Kuasa hukum Purdi, Henry Indraguna, menegaskan akan mempidanakan pihak-pihak yang diduga telah melanggar hak merek.
"Kami berharap, pihak- pihak tersebut dapat memenuhi tuntutan kami untuk tidak lagi menggunakan merek Primagama dalam kegiatan bisnis mereka," ujar Henry melalui keterangan tertulis yang diterima redaksi di Jakarta.
Henry menyebutkan, pihaknya memberikan batas waktu hingga 30 April 2017 mendatang kepada mereka untuk segera menghentikan segala jenis perikatan dengan pihak lain yang mengklaim serta merasa memiliki hak atas merek Primagama.
Apabila, sampai batas waktu yang ditentukan mereka masih menggunakan merek Primagama, maka kliennya akan mengajukan laporan pidana, bahkan mengancam menyebarluaskan data diri mereka ke media baik cetak maupun elektronik agar diketahui masyarakat luas.
"Hingga hari ini merek Primagama itu masih milik klien kami Purdi E. Chandra dan juga masih terdaftar secara resmi di Dirjen Haki," tegasnya.

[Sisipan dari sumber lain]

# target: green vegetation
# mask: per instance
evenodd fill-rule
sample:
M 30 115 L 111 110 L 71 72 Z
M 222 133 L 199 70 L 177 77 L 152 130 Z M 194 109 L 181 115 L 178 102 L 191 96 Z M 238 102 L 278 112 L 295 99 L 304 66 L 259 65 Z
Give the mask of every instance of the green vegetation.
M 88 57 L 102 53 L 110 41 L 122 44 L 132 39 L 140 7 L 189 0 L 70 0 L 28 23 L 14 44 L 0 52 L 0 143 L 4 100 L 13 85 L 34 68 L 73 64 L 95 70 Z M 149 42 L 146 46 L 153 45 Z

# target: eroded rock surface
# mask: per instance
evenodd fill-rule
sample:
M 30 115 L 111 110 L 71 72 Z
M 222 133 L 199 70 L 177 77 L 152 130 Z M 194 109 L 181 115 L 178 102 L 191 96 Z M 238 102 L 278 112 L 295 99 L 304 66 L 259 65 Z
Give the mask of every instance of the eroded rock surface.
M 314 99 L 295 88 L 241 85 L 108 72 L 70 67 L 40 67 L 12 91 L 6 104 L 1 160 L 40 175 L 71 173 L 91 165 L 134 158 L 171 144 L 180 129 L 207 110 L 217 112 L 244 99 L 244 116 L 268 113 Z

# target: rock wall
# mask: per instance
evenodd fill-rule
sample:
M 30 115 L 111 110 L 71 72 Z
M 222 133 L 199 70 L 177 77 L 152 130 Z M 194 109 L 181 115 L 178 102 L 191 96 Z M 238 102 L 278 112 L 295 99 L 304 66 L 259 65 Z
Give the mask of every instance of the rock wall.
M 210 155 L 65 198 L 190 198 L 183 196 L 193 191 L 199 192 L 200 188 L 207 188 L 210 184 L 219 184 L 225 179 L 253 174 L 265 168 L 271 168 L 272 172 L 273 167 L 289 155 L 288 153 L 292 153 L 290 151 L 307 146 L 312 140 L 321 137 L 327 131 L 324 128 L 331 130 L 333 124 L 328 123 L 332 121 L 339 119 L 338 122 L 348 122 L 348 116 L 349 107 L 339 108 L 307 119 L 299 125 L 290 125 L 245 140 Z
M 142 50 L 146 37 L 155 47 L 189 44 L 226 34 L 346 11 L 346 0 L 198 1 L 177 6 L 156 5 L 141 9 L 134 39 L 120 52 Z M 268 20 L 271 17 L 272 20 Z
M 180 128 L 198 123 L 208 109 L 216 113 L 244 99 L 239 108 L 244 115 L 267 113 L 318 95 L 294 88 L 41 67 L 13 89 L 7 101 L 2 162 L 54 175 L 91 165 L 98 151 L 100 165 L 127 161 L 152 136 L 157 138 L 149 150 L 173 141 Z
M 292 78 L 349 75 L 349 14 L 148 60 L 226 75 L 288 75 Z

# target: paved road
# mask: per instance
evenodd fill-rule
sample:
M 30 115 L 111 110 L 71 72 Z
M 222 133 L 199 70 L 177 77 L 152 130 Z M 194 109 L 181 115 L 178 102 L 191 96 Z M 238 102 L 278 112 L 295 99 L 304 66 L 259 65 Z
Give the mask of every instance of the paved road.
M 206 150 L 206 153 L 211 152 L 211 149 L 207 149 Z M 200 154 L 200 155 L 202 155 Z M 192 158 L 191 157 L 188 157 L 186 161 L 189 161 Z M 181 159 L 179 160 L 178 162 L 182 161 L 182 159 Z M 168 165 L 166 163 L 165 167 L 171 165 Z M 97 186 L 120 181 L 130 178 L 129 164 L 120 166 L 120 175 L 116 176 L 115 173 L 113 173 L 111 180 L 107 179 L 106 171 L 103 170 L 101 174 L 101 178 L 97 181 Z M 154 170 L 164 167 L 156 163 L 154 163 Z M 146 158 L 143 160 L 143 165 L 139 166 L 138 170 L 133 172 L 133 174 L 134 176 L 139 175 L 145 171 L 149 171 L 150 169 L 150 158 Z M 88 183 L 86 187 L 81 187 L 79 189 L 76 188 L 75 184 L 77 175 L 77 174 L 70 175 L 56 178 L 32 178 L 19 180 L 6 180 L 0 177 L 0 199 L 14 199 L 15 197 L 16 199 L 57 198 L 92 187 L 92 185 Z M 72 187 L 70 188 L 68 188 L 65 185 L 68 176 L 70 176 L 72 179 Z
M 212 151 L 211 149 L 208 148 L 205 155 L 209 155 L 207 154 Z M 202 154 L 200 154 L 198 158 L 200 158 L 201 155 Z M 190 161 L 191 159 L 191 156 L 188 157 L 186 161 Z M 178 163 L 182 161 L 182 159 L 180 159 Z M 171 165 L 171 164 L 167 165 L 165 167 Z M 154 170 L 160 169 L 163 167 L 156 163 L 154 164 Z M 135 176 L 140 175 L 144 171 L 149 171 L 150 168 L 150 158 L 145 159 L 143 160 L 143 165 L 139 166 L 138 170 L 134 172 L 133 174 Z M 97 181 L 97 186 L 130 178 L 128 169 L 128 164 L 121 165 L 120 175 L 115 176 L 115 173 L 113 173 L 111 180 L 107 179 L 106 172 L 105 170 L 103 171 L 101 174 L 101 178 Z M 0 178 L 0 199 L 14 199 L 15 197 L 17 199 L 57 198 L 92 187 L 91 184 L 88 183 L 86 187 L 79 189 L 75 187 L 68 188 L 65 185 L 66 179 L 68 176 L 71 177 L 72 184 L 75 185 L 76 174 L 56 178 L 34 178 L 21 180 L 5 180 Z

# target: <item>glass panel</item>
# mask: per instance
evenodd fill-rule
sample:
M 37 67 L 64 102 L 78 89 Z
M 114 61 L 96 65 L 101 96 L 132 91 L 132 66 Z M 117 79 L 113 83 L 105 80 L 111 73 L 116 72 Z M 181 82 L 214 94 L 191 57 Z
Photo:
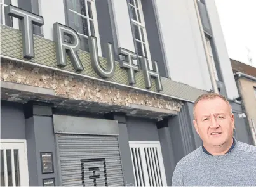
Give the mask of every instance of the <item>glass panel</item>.
M 141 23 L 141 20 L 140 20 L 140 10 L 138 9 L 136 9 L 136 10 L 137 11 L 137 15 L 138 15 L 138 18 L 136 20 Z
M 87 24 L 87 19 L 82 18 L 83 23 L 83 32 L 79 32 L 81 34 L 84 34 L 85 35 L 89 36 L 89 28 Z
M 138 41 L 135 41 L 136 43 L 136 48 L 137 48 L 137 53 L 138 54 L 138 55 L 139 56 L 143 56 L 143 53 L 142 53 L 142 44 L 140 42 Z
M 135 38 L 138 40 L 140 40 L 138 27 L 135 25 L 133 25 L 133 29 L 134 29 L 134 35 L 135 35 Z
M 147 50 L 146 50 L 146 48 L 145 48 L 145 44 L 143 44 L 143 47 L 144 48 L 144 53 L 145 53 L 144 56 L 147 57 Z
M 138 0 L 134 0 L 134 1 L 135 1 L 135 3 L 136 3 L 136 7 L 138 8 Z
M 130 6 L 130 10 L 131 12 L 131 19 L 133 19 L 137 21 L 135 8 L 133 6 Z
M 79 35 L 81 40 L 81 49 L 89 52 L 89 42 L 88 38 Z
M 134 0 L 130 0 L 130 1 L 129 1 L 129 3 L 130 3 L 130 4 L 134 5 Z
M 20 186 L 20 162 L 18 160 L 18 150 L 14 150 L 14 169 L 15 172 L 16 186 Z
M 95 32 L 94 30 L 94 24 L 93 21 L 90 21 L 90 27 L 91 28 L 91 35 L 95 37 Z
M 93 12 L 92 12 L 92 10 L 91 10 L 91 2 L 87 1 L 87 6 L 88 8 L 89 18 L 93 19 Z
M 1 186 L 4 186 L 4 164 L 3 150 L 1 150 Z
M 79 4 L 77 3 L 77 4 Z M 79 5 L 77 6 L 77 11 L 87 16 L 84 0 L 80 0 L 80 6 Z
M 144 33 L 143 32 L 143 29 L 140 27 L 140 33 L 141 33 L 141 36 L 142 37 L 142 41 L 145 42 L 145 39 L 144 39 Z
M 6 150 L 7 176 L 8 178 L 8 186 L 13 186 L 13 176 L 11 172 L 11 150 Z

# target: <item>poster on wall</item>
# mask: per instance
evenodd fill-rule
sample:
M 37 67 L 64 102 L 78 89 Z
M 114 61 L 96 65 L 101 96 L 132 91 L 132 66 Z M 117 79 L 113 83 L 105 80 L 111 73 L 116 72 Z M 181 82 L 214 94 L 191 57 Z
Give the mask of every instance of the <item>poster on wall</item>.
M 54 172 L 52 152 L 41 153 L 41 165 L 42 167 L 42 174 L 52 173 Z
M 55 186 L 55 179 L 43 179 L 43 186 Z

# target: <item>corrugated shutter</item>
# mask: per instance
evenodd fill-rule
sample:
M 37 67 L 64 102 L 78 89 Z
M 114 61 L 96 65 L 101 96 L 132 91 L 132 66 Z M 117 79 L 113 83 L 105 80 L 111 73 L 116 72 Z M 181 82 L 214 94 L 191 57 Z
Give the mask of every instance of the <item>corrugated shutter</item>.
M 118 136 L 57 137 L 63 186 L 124 186 Z

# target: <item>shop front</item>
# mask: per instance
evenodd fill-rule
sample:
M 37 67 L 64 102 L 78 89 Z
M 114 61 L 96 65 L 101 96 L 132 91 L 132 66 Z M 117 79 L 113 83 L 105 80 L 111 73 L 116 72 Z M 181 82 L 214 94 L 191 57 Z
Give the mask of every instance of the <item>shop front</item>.
M 1 25 L 1 185 L 170 185 L 177 160 L 199 143 L 191 106 L 205 91 L 161 77 L 156 63 L 133 64 L 125 49 L 116 61 L 111 44 L 99 57 L 93 37 L 90 53 L 79 50 L 58 23 L 55 41 L 33 35 L 43 18 L 8 8 L 27 27 Z

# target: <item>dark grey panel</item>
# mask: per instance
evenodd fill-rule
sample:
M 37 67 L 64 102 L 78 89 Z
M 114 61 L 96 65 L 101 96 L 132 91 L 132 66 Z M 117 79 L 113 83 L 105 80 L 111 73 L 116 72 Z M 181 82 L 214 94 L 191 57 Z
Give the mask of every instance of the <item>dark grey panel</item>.
M 119 136 L 118 143 L 120 149 L 121 161 L 123 167 L 123 174 L 125 180 L 125 185 L 135 184 L 133 170 L 132 167 L 131 153 L 129 146 L 129 138 L 126 124 L 119 123 Z
M 212 48 L 212 54 L 213 55 L 213 58 L 214 58 L 214 62 L 215 63 L 215 67 L 216 67 L 216 71 L 217 71 L 217 74 L 218 75 L 218 79 L 219 81 L 223 82 L 223 75 L 222 75 L 222 72 L 220 68 L 220 60 L 219 59 L 219 55 L 217 52 L 217 48 L 215 45 L 215 42 L 214 41 L 214 38 L 211 38 L 210 39 L 210 43 L 211 44 L 211 48 Z M 229 63 L 229 61 L 227 61 L 227 63 Z M 225 72 L 223 72 L 225 73 Z M 224 83 L 223 83 L 224 84 Z M 221 90 L 220 90 L 221 91 Z
M 158 141 L 156 122 L 139 117 L 126 117 L 129 141 Z
M 36 15 L 39 15 L 38 0 L 18 0 L 18 6 L 23 10 L 32 12 Z M 43 36 L 41 33 L 39 26 L 32 25 L 34 34 Z
M 173 148 L 168 127 L 158 129 L 158 136 L 161 143 L 163 160 L 166 176 L 167 186 L 172 185 L 172 178 L 176 165 Z
M 1 101 L 1 139 L 25 139 L 22 105 Z
M 187 102 L 185 103 L 187 106 L 188 112 L 189 114 L 189 120 L 191 124 L 192 131 L 193 132 L 194 143 L 195 143 L 195 148 L 199 148 L 200 146 L 202 145 L 203 141 L 201 139 L 200 136 L 196 132 L 196 129 L 194 127 L 193 120 L 194 120 L 194 115 L 193 115 L 193 107 L 194 103 Z
M 249 126 L 247 125 L 245 118 L 239 118 L 238 113 L 233 113 L 234 115 L 235 138 L 241 142 L 253 145 L 252 138 L 249 132 Z
M 159 34 L 154 9 L 153 0 L 142 0 L 143 14 L 147 30 L 149 49 L 152 60 L 158 62 L 159 71 L 162 77 L 168 77 L 166 62 L 164 60 Z M 153 62 L 153 61 L 152 61 Z M 154 62 L 153 62 L 154 63 Z
M 231 105 L 232 110 L 233 110 L 233 112 L 236 113 L 239 112 L 241 113 L 243 113 L 242 105 L 240 103 L 229 101 L 229 104 Z
M 56 186 L 58 186 L 57 179 L 57 163 L 56 153 L 55 148 L 55 139 L 53 134 L 53 126 L 52 122 L 52 118 L 50 117 L 44 116 L 34 116 L 34 125 L 35 132 L 35 140 L 36 140 L 36 151 L 38 172 L 38 185 L 42 186 L 43 178 L 55 178 Z M 55 172 L 52 174 L 42 174 L 41 160 L 40 160 L 40 152 L 52 152 L 53 156 L 53 168 Z M 34 154 L 35 153 L 34 152 Z
M 172 142 L 173 143 L 173 152 L 175 162 L 179 162 L 182 157 L 195 150 L 196 143 L 193 131 L 193 124 L 191 121 L 191 112 L 189 112 L 192 106 L 186 103 L 178 115 L 171 118 L 168 122 Z M 197 137 L 197 146 L 199 145 L 199 139 Z M 177 143 L 179 142 L 179 143 Z
M 55 133 L 119 135 L 116 120 L 53 115 Z
M 204 3 L 202 3 L 199 1 L 198 1 L 198 5 L 203 29 L 208 33 L 212 34 L 212 29 L 208 16 L 206 7 Z
M 38 184 L 38 169 L 36 152 L 35 129 L 34 127 L 34 117 L 31 117 L 25 120 L 27 162 L 29 169 L 29 185 L 37 186 Z
M 217 68 L 217 67 L 216 67 L 216 68 Z M 219 73 L 219 72 L 220 72 L 220 70 L 217 69 L 217 71 Z M 219 75 L 218 75 L 218 77 L 220 77 Z M 224 96 L 225 97 L 227 98 L 227 91 L 226 91 L 226 87 L 225 87 L 224 82 L 220 81 L 217 81 L 216 82 L 217 82 L 217 86 L 220 89 L 219 94 L 222 96 Z
M 109 8 L 109 1 L 95 0 L 96 10 L 98 18 L 98 30 L 102 56 L 107 57 L 104 44 L 110 42 L 114 45 L 112 30 L 111 27 L 111 15 Z M 113 46 L 114 47 L 114 46 Z M 98 46 L 100 48 L 100 46 Z M 114 47 L 113 48 L 115 48 Z M 117 55 L 115 55 L 115 60 Z

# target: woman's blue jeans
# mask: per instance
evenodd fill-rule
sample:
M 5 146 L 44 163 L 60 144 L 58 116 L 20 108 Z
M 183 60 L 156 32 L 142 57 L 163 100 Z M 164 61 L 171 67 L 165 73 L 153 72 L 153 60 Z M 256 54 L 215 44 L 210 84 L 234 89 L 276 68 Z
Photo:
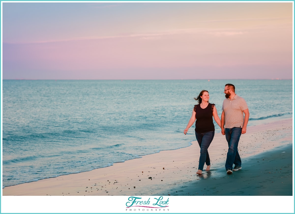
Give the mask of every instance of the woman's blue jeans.
M 207 166 L 210 165 L 210 158 L 208 153 L 208 148 L 214 137 L 214 131 L 205 133 L 197 133 L 196 132 L 195 133 L 196 138 L 201 148 L 198 169 L 203 170 L 205 162 Z
M 242 166 L 242 161 L 238 152 L 238 145 L 242 134 L 242 128 L 234 127 L 225 129 L 225 138 L 228 144 L 228 151 L 225 162 L 225 169 L 232 170 L 232 165 Z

Menurut Henry, pelanggaran ini telah merugikan kliennya secara materi, dan non materi.
"Kami terpaksa mengeluarkan somasi dan menempuh jalur hukum demi menuntut keadilan. Kami berharap mereka bisa bersikap kooperatif dalam menyikapi tuntutan kami," imbuhnya.
Lebih lanjut, Henry menyatakan kliennya mendapatkan banyak dukungan lebih dari 300 cabang Primagama yang tersebar di seluruh wilayah Indonesia. Mereka menyatakan akan kembali bergabung dengan Purdi E Chandra.